365 Days of Dramaturgical Delights

Theater isn't dead, but whenever The Lion King gets produced, an Andrew Lloyd Webber show is resurrected or Val Kilmer stars in any musical, the gravediggers look up from polishing their shovels.

And yet there's hope: there have never been as many companies producing theater in Orange County or as many people watching it, and the year ahead looks downright riveting.

Sometime in 2005, Hunger Artists will stage the West Coast premiere of Neil Labute's The Mercy Seat, plus it's considering essaying Marat/Sade. The season starts with Othello, which we hate, loathe and despise—but it's directed by Shannon C.M. Flynn, and we like her, so she gets a free pass till at least after we see it. Hunger Artists, Jan. 13-Feb. 6.

Anaheim Hills-based Chance Theater has a most-frenetic year ahead, with its modern adaptation of Aphra Behn's The Rover, a bawdy, rowdy 17th century comedy. We're not sure if we'll actually like it, but the description begins, "Four present-day teenage girls at a slumber party . . ." Hey, hey. Chance Theater, Jan. 22-Feb. 20.

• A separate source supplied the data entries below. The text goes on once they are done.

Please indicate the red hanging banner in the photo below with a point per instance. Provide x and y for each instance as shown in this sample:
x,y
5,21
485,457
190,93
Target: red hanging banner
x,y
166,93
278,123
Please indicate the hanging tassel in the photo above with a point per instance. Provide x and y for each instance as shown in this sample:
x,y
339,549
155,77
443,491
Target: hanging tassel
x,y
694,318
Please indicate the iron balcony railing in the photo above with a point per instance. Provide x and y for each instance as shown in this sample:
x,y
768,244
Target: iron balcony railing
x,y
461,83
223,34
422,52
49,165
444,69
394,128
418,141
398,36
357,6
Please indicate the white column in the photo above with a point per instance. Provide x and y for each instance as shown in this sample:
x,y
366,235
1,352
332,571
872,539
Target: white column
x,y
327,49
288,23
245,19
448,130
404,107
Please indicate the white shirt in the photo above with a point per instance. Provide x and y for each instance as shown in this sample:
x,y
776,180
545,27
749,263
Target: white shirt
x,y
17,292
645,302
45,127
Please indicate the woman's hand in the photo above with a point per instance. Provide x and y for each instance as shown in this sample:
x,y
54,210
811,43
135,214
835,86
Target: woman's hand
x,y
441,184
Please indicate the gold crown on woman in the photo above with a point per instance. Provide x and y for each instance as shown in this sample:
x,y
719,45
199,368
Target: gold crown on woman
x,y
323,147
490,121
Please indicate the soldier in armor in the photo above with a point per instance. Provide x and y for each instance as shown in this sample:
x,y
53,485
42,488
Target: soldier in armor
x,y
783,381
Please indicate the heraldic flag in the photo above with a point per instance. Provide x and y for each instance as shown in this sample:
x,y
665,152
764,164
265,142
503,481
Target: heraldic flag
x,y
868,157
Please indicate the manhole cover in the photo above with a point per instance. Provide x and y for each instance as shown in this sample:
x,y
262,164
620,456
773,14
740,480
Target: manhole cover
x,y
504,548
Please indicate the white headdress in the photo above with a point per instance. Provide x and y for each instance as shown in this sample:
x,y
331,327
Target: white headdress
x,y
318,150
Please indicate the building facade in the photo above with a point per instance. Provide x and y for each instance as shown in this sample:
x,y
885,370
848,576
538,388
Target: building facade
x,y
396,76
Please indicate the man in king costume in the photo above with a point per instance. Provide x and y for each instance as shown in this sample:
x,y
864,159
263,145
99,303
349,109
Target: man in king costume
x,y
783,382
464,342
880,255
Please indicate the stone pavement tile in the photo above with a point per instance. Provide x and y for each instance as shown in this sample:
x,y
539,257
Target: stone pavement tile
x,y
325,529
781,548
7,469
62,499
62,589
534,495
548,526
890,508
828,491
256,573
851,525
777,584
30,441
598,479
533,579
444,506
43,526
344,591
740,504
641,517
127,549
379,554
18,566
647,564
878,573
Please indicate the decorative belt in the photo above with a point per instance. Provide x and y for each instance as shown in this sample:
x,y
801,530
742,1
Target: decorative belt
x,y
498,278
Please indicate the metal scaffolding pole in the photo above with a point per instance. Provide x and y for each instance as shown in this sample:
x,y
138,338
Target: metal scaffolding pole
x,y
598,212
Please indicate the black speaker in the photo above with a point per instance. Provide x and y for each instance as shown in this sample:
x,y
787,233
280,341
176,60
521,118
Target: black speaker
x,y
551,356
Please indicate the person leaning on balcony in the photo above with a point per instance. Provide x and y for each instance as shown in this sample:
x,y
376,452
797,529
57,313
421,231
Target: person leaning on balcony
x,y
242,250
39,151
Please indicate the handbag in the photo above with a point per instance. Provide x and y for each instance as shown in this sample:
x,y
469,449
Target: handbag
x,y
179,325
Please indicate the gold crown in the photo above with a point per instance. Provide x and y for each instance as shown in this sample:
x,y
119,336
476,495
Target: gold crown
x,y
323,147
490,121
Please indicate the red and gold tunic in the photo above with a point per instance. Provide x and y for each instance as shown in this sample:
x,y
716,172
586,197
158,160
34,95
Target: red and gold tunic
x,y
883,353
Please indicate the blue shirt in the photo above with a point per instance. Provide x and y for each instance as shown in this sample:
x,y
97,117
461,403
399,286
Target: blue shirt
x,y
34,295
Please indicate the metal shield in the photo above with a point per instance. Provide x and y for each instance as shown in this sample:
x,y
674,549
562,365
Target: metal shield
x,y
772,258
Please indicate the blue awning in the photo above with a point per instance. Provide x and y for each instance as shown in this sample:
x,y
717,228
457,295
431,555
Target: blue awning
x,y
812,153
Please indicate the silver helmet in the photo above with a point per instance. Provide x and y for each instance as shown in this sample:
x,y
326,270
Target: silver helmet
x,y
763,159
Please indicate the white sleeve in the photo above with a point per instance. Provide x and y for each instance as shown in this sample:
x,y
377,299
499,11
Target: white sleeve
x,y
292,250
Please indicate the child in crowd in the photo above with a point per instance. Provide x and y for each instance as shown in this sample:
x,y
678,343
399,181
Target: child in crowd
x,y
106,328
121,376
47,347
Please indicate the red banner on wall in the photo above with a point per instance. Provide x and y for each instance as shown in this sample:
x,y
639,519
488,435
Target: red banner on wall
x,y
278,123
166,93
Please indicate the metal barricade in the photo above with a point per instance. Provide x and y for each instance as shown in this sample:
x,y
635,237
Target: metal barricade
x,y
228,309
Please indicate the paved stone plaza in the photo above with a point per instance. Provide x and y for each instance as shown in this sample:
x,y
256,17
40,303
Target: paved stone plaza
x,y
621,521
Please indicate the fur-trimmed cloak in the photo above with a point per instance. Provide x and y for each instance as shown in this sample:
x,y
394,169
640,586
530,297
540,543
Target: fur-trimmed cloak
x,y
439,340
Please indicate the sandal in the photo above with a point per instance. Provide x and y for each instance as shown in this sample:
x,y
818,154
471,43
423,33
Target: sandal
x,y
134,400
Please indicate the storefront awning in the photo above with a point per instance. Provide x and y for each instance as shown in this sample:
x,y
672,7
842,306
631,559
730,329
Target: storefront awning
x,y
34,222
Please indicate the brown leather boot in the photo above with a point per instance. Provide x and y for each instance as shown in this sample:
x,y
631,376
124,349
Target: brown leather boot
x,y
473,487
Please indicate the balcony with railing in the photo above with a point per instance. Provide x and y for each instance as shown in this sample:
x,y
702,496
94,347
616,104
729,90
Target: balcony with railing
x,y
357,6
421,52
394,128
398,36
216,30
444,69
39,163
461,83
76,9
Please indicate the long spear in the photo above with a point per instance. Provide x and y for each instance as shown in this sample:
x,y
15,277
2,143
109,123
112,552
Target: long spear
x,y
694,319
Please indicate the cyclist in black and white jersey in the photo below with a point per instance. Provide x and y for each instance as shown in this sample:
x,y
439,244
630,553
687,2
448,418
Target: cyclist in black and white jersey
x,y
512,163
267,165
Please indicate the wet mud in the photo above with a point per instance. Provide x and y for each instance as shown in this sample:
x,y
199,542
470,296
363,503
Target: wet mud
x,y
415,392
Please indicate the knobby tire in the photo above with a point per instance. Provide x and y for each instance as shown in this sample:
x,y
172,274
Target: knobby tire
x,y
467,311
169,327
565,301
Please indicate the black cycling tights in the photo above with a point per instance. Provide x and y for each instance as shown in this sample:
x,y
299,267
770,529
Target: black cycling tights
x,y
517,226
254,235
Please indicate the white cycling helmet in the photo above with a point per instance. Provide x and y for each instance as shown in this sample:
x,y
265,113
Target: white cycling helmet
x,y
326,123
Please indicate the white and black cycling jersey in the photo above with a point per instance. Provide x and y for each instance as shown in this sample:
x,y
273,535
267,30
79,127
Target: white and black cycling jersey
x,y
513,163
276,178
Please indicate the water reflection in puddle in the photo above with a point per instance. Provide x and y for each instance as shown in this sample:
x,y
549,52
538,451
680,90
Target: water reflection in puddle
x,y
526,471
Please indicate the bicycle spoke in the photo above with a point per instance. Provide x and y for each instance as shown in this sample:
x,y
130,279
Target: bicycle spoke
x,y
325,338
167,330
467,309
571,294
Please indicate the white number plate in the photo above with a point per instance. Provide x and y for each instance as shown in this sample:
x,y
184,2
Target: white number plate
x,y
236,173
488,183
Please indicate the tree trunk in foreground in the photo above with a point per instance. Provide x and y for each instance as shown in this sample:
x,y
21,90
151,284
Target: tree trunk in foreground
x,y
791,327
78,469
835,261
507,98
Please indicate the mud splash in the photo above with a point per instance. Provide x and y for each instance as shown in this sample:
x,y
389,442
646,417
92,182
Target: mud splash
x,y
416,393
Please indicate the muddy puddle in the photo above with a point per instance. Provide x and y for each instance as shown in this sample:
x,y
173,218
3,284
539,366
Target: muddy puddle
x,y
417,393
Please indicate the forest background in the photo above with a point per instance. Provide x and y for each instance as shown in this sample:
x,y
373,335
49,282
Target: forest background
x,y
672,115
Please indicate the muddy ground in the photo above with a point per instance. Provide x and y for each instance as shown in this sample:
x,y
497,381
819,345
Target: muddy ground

Stages is still finalizing its season, but its second show of 2005 is Tracers, a play written by Vietnam vets looking back on the personal turmoil they endured in this most unpopular of wars. It is pro-soldier and anti-war; when produced at Fullerton College an eon ago, Tracers was one of the most riveting plays we'd ever seen. Stages Theatre, February/March.

Rude Guerrilla has the most disturbing selection of plays on tap: productions about stalkers, abused women, schizophrenics, stranded astronauts and other paragons of human virtue. Two of the most interesting are the U.S. premiere of Philip Osment's Collateral Damage, a look at Timothy McVeigh's heinous crime and the father who winds up forgiving the killer of his daughter, and The Sacred Geometry of S&M Porn, a new play by OC writer Johnna Adams about a troubled young man with a stack of pornos, a woman raised from the dead, an alcoholic televangelist, an assassination plot, weird sex and a lot of money. First, however, is the West Coast premiere of Ken Urban's The Female Terrorist Project. Urban, who's responsible for The New Jersey Trilogy, one of the trippiest, most disturbing plays ever staged locally, wrote this one about a woman who is documenting the lives of famous female terrorists and winds up getting a visit from the Office of Homeland Security. Sound familiar? Rude Guerrilla, Feb. 4-26.

The first half of South Coast Repertory's year is filled with new plays by contemporary playwrights. There are world premieres by English playwright Christopher Shinn (On the Mountain) and SCR's favorite contemporary playwright, Richard Greenberg (A Naked Girl on the Appian Way), plus two of the most promising female playwrights in the world: Paula Vogel protégée Sarah Ruhl (The Clean House) and Brit Lucinda Coxon (Vesuvius).

But the one we're most excited about is the world premiere of Princess Marjorie, the latest play by Noah Haidle, whose Mr. Marmaladewas the best-written and -executed show on a local stage last year. This one is billed as a "hilarious take on the shared memories of two highly imaginative brothers. Reflecting on teen romances gone awry, they fantasize about the object of their affection, once so innocent and perfect. Then she returns for a visit—all grown up." South Coast Repertory, March 6-27.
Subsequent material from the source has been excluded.